The new Envision Version 3 framework (V3), released in 2018 by the Washington, D.C.-based Institute for Sustainable Infrastructure, has expanded the criteria projects must meet—adding detail in areas such as resilience, economic impact, social justice and construction practices, says Anthony Kane, ISI president and CEO.
“Project teams have been doing well on Version 2, and we saw the industry was ready to push it to the next level,” he says. The LaGuardia upgrade is also the first infrastructure project to complete the rating process with the added V3 criteria.
ISI launched the Envision certification program in 2012, the creation of three industry engineering associations and Harvard University.
The Terminal B rating reflects efforts at LaGuardia by the Skanska-Walsh construction joint venture and design partners HOK and WSP USA, as well as the Port Authority of New York & New Jersey and LaGuardia Gateway Partners, the P3 joint venture.
The project, which includes a 35-gate terminal, central hall, parking garage, roadways and infrastructure, began in 2016 and wraps up in 2022
The new standards have “more holistic indicators of social and economic sustainability,” says the project’s design-build team.
'Above and Beyond'
To earn Platinum, the project “went above and beyond conventional practice” in taking steps to deliver environmental, economic and community benefits during the project and over its longer life cycle, Kane says.
V3 now has 64 sustainability criteria across five categories, up from 60. A project also now can seek outside verification of Envision criteria at or after 95% design completion, or at or after 95% construction completion.
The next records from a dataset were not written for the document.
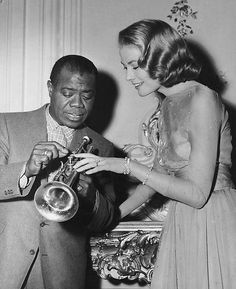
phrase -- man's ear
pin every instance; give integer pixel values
(50, 87)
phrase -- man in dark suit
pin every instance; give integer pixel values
(37, 253)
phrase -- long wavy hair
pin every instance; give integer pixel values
(164, 53)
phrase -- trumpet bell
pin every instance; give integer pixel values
(56, 201)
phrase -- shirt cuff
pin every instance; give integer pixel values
(24, 181)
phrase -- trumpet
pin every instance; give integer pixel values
(56, 200)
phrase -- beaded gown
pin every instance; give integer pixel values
(198, 245)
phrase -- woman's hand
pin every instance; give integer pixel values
(92, 164)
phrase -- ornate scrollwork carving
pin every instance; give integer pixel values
(127, 252)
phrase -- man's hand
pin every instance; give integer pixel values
(42, 154)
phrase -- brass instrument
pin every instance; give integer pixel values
(56, 200)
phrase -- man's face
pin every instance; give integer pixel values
(72, 98)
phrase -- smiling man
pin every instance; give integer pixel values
(37, 253)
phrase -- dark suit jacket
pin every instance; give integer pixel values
(23, 230)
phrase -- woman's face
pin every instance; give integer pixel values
(141, 80)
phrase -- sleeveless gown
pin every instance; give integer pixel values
(198, 246)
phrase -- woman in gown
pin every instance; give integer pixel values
(191, 165)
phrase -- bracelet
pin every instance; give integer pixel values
(126, 168)
(147, 175)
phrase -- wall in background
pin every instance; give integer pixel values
(34, 33)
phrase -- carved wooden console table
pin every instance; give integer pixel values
(127, 252)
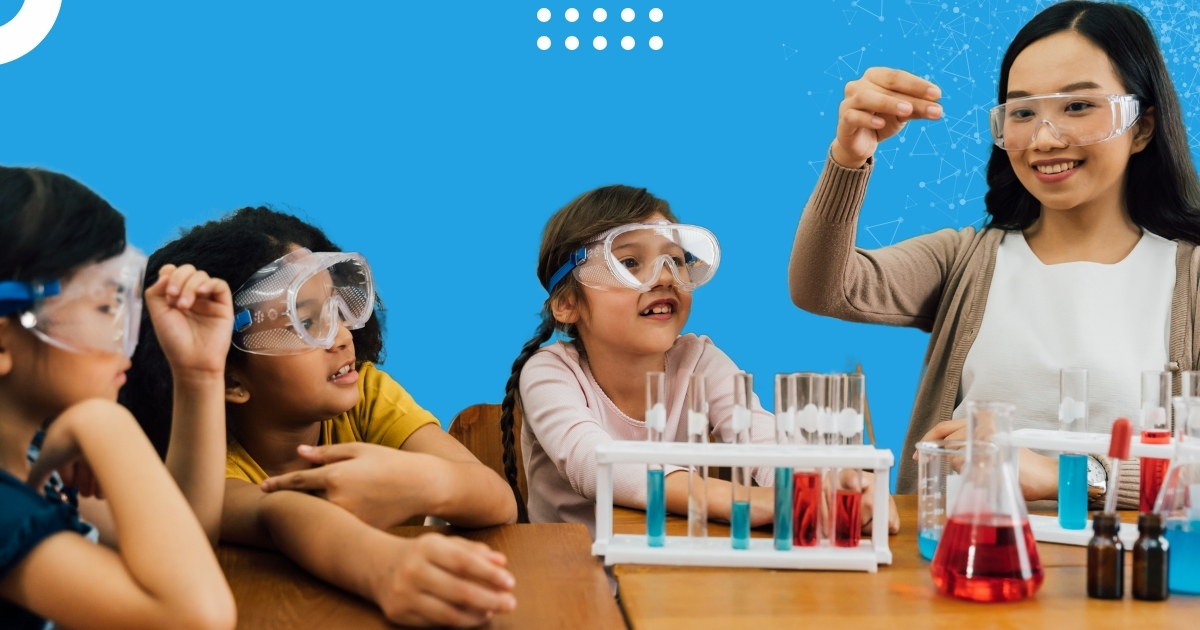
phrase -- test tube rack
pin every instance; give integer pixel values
(1047, 528)
(718, 551)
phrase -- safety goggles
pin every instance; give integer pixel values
(1074, 119)
(298, 303)
(633, 257)
(95, 309)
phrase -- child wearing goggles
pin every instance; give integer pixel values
(70, 307)
(327, 450)
(621, 273)
(1087, 257)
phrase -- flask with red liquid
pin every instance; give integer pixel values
(1156, 429)
(810, 391)
(987, 551)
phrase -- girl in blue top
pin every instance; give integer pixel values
(70, 303)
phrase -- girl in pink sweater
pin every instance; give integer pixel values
(621, 274)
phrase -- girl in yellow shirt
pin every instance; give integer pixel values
(324, 449)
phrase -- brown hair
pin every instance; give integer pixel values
(576, 223)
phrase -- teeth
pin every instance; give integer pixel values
(1056, 168)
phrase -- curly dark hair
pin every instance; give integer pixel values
(231, 249)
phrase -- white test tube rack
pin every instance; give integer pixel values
(718, 551)
(1047, 528)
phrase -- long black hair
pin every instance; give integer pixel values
(576, 223)
(52, 225)
(231, 249)
(1162, 192)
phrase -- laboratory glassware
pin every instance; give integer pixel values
(1156, 429)
(697, 475)
(1073, 466)
(810, 395)
(785, 436)
(987, 551)
(743, 417)
(655, 490)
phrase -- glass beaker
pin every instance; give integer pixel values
(939, 479)
(987, 551)
(1179, 504)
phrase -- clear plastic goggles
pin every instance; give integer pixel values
(95, 309)
(298, 303)
(633, 257)
(1075, 119)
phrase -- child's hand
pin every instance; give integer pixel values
(436, 580)
(868, 510)
(379, 485)
(192, 316)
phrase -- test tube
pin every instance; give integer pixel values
(827, 425)
(810, 401)
(743, 417)
(697, 475)
(1073, 466)
(655, 426)
(1156, 394)
(849, 492)
(785, 436)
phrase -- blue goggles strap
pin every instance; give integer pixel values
(577, 258)
(17, 297)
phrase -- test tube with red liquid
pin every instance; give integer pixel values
(810, 401)
(849, 491)
(1156, 429)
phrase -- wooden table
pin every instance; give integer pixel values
(900, 595)
(559, 583)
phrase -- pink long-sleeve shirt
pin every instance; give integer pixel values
(567, 415)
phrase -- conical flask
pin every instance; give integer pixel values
(988, 552)
(1179, 503)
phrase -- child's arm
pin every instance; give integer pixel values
(192, 317)
(431, 475)
(429, 580)
(81, 585)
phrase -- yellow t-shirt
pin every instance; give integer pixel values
(385, 415)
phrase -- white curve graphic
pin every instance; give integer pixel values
(31, 24)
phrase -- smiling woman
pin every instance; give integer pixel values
(1085, 258)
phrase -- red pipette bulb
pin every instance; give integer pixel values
(1122, 431)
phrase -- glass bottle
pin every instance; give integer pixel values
(1105, 558)
(987, 551)
(1150, 559)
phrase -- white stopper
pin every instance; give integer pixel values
(657, 418)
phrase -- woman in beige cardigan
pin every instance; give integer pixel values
(1087, 257)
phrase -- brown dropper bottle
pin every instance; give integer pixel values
(1105, 558)
(1151, 556)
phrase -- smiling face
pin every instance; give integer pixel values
(1059, 175)
(623, 319)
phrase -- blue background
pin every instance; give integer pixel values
(436, 138)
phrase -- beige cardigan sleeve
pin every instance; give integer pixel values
(899, 285)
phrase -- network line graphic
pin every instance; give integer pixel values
(936, 171)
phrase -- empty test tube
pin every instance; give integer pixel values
(743, 417)
(655, 491)
(785, 436)
(697, 475)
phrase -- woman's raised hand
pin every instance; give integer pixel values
(876, 108)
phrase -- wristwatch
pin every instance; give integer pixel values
(1097, 479)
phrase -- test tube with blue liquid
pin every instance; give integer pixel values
(697, 475)
(655, 491)
(743, 417)
(1073, 466)
(785, 435)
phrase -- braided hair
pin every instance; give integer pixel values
(576, 223)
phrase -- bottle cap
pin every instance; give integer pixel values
(1119, 445)
(1150, 523)
(1105, 523)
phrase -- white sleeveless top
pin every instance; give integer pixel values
(1113, 319)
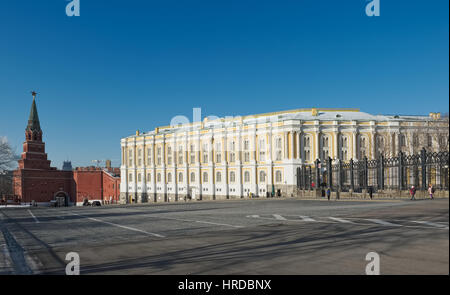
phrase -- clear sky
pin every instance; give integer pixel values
(135, 64)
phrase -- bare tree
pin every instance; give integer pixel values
(7, 155)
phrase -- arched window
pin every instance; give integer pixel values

If done at the design stage, a post-construction follow-up review is now required to maintain the rating.
Under the new version, construction-focused credits can be gained in categories that include improved construction safety, minimized construction impacts, and reductions in construction waste, construction energy use and water consumption.
The project has reduced need for lighting, saving 19% in net energy costs, and added features to cut water use by 40%.
One key effort is reuse or recycling of materials from extensive demolition of existing structures.
The team recycled nearly 100% of the debris from the original terminal’s parking garage, amounting to 21,604 tons of concrete, with 2,475 tons reused on site. Other key elements include reusing groundwater pumped from excavation to make concrete and minimized noise, vibration and other impacts on the community.
In response to a late August New York Times report on construction impacts adding to recent traffic gridlock and major passenger transportation difficulties at the airport, Port Authority officials say that La Guardia has experienced 8 of the 12 highest volume days in its history in summer 2019, with police presence boosted by 50% to manage traffic in addition to a round-the-clock traffic operations center that seeks to resolve issues in real time
“More than 90% of the time, the airport has handled these record numbers of passengers reasonably well," says a Port Authority spokesperson.
"But during some hours on some of these peak summer days, the temporary construction network has struggled, and created profound frustration and inconvenience despite extensive around-the-clock efforts by the airport to manage the traffic. We apologize for that inconvenience and ask the public for their patience during the construction period."
Building in Resilience
The team's design that accommodates a possible AirTrain light rail connection at Terminal B is aimed at resolving the airport's long-standing road-only access challenges—if permits and financing become reality for what is estimated as a $2 billion project.
The project team also has reached out to the community on efforts such as a $1.8-million local ball field reconstruction and launch of an eight-week academic program to teach younger students the fundamentals of 3D virtual design.
The rating also recognized design plans to enable the terminal to avoid damage not only from current floods but also from those in the future based on projections of rising sea levels—meeting new Envision climate and resilience requirements that reflect lessons learned from Superstorm Sandy.
“After Sandy, we saw the need for a renewed focus on resilience, and in that time, we learned a lot about it,” Kane says. “We knew we had to improve that.”
Skanska previously delivered the first Envision-verified wastewater treatment plant and rail transit project in the U.S., both under Version 2, and is among industry firms that participated to develop the V3 program.
Another 14 projects now are in process to gain a V3 rating, says Melissa Peneycad, ISI managing director for sustainable projects.
“LaGuardia was the first—they knew they wanted to move on it,” she says.